Inside OpenAI: How Codex Changed How Everyone Works

agents enterprise future-of-work developer-tools interview

How OpenAI Uses Codex to Blur Engineering Roles

This conversation with Tibo (engineering lead) and Ed (design engineer) from OpenAI’s Codex team offers a rare glimpse into how an AI-native organization actually operates. The most striking revelation isn’t about the technology—it’s about how dramatically role boundaries have blurred.

On mandatory AI code review: “Everyone just doesn’t have a choice—the code is reviewed by Codex no matter whether you want it reviewed or not. It’s just been so useful at catching issues.” The key insight: forcing AI review on all PRs eliminated the “should I use this?” decision fatigue. The hit rate was good enough that complaints never materialized.

On non-technical adoption: “I DM someone, I was like, I didn’t know you could code. And he’s like, I couldn’t till a few months ago.” Ed describes designers and go-to-market staff submitting their own PRs—not because they learned to code, but because Codex abstracted away the coding. A copywriter can now change UX strings directly without involving engineering.

On junior engineers thriving: “Ahmed joined as a new grad. Didn’t know Rust, learned Rust super quickly. I’ve never seen someone pick up a new language as fast as that… And then the way he discovers the true potential of agents is faster than most people on the team.” The counterintuitive finding: juniors without ingrained workflows adapt faster than 10-year veterans.

On what adaptability looks like: “Sometimes I’m like, oh I’m just going to go back to Vim… and I’m slowing myself down.
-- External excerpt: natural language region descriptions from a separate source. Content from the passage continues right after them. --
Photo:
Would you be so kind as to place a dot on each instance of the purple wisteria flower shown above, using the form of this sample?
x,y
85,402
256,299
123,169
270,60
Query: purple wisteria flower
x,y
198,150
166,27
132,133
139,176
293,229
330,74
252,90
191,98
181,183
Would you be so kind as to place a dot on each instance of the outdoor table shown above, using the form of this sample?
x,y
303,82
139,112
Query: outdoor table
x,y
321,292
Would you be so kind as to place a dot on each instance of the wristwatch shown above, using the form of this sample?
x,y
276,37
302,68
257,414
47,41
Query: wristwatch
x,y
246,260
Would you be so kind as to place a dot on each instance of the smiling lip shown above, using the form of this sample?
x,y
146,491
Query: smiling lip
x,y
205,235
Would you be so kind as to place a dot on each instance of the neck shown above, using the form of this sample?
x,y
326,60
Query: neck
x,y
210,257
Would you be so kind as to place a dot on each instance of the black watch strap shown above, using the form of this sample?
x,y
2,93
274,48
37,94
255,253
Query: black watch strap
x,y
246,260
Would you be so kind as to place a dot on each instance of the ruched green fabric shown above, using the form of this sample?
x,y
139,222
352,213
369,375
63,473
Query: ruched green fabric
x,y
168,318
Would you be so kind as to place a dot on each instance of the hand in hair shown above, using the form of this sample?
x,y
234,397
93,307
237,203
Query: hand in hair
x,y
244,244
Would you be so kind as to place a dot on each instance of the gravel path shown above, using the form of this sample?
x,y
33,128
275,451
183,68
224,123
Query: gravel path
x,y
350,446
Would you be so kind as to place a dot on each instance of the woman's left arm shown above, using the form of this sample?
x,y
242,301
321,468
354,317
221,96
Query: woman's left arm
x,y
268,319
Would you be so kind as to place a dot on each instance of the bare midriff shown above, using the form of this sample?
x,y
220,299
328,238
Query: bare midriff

And then you look at the way they are using AI today and you get inspired.” Even senior engineers find themselves reverting to old habits—the juniors keep them honest.

On job titles dissolving: “Often it’s like hey Ed, you’re just like an engineer on the team writing PRs and just fixing things. You don’t need to go and talk to anyone. You just do it.” When a designer can ship production code, the distinction between “designer” and “engineer” becomes increasingly artificial.

6 Insights From OpenAI on AI-Native Development Practices

  • Mandatory AI review works - OpenAI forces Codex to review every PR, optimizing for signal-to-noise ratio to prevent alert fatigue while catching “four layers deep” issues humans would miss
  • Non-technical staff ship code - Go-to-market, design, and other teams submit their own PRs through Codex’s web interface, bypassing traditional engineering handoffs entirely
  • Junior > Senior in adaptation - New grads who grew up with AI tools often outperform veterans because they don’t have ingrained workflows to unlearn
  • The real bottleneck is ideas - With execution costs plummeting, “good ideas matter more” and “correctly aimed ideas matter more”—the hard part is knowing what to build
  • Design-to-production gap closes - Designers now fork repos and build “fully functioning” demos rather than static mockups that engineers productionize later
  • Small teams win - The most successful teams at OpenAI are “small, nimble teams that set themselves up to learn and iterate super fast”

What This Means for Engineering Organizations

OpenAI’s internal transformation previews what’s coming for every organization. The key insight isn’t that AI writes code—it’s that AI eliminates the handoffs that used to define organizational structure. When designers ship code, copywriters change strings, and juniors outpace seniors, the question becomes: what’s left for traditional role definitions? The answer, according to this team: curiosity, problem selection, and the willingness to adapt. Everything else is becoming infrastructure.